L’afficheur de Aller chercher demain
Il m'arrive de plus en plus souvent d'intervenir sur autre chose que de la musique ou du son : sur de la vidéo.
En effet, à la suite de circonstances diverses, rencontres, opportunités, et ma volonté de vouloir toujours en faire plus, je ne maîtrise pas trop mal un logiciel dédié au traitement et à la diffusion d'image : Isadora, de la société Troikatronix.
Pour le petit garçon que j'étais, qui a joué pendant des heures au Meccano, ce logiciel est assez génial : il donne l'impression qu'on peut absolument tout construire, tout inventer, en terme d'image.
Pour ce faire, ce logiciel fournit à l'utilisateur des tas de petits modules qu'on peut relier entre eux, informatiquement parlant, de la manière la plus débridée.
Dans la pièce de Denise Chalem, Aller chercher demain, l'action se déroule dans deux lieux différents, un appartement, et la salle des infirmières d'un hôpital.

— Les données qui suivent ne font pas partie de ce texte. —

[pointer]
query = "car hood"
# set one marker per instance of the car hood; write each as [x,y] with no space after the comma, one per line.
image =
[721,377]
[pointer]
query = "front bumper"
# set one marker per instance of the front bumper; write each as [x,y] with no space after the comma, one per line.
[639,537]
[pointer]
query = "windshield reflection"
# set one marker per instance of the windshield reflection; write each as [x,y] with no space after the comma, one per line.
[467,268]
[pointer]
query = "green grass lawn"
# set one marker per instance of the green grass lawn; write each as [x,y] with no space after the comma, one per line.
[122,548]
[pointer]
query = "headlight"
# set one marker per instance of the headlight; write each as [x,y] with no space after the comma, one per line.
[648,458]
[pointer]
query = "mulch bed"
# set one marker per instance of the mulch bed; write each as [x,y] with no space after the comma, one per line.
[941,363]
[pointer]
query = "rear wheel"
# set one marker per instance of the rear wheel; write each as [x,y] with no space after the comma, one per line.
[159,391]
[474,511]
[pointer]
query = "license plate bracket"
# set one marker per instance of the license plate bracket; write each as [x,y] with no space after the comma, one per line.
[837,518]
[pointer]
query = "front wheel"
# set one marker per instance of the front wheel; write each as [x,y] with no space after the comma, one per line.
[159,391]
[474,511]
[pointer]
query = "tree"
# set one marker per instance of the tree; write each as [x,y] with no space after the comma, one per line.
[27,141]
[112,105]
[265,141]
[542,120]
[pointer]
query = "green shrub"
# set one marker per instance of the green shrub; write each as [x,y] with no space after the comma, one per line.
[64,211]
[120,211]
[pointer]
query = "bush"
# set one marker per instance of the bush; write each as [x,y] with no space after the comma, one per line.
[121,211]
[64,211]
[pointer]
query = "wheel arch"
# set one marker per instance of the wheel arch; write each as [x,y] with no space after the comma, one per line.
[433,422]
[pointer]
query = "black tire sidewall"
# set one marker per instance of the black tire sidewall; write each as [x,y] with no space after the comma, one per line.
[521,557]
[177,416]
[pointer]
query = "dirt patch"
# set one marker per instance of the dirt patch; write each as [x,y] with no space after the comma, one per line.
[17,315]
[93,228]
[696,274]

Dans cette salle, au mur, il y a un écran sur lequel s'inscrivent, soit l'heure qu'il est, soit des numéros de chambre, quand un ou plusieurs malades demandent de l'aide ou des soins. Voilà pour le contexte.
Le principe d'un afficheur à 8 segments :
Pour afficher une information, comme une lettre ou un chiffre, on peut se servir d'un afficheur à 8 segments,
comme je le dessine ici : Pourquoi 8 ? On peut numéroter les segments :
7 barres (3 horizontales et 4 verticales) et un point, ça fait huit.
Il suffit d'allumer ou d'éteindre un ou plusieurs segments pour faire apparaître un chiffre ou une lettre.Ainsi le chiffre '0' verra les segments 1,2,3,5,6 et 7 allumés, et les segments 4 et 8 (le point), éteints.
La programmation :
Pour les besoins de la pièce, il a fallu programmer quatre afficheurs contigus. Je voulais aussi avoir un contrôle sur la couleur, en plus de l'évident contrôle sur le contenu, le message.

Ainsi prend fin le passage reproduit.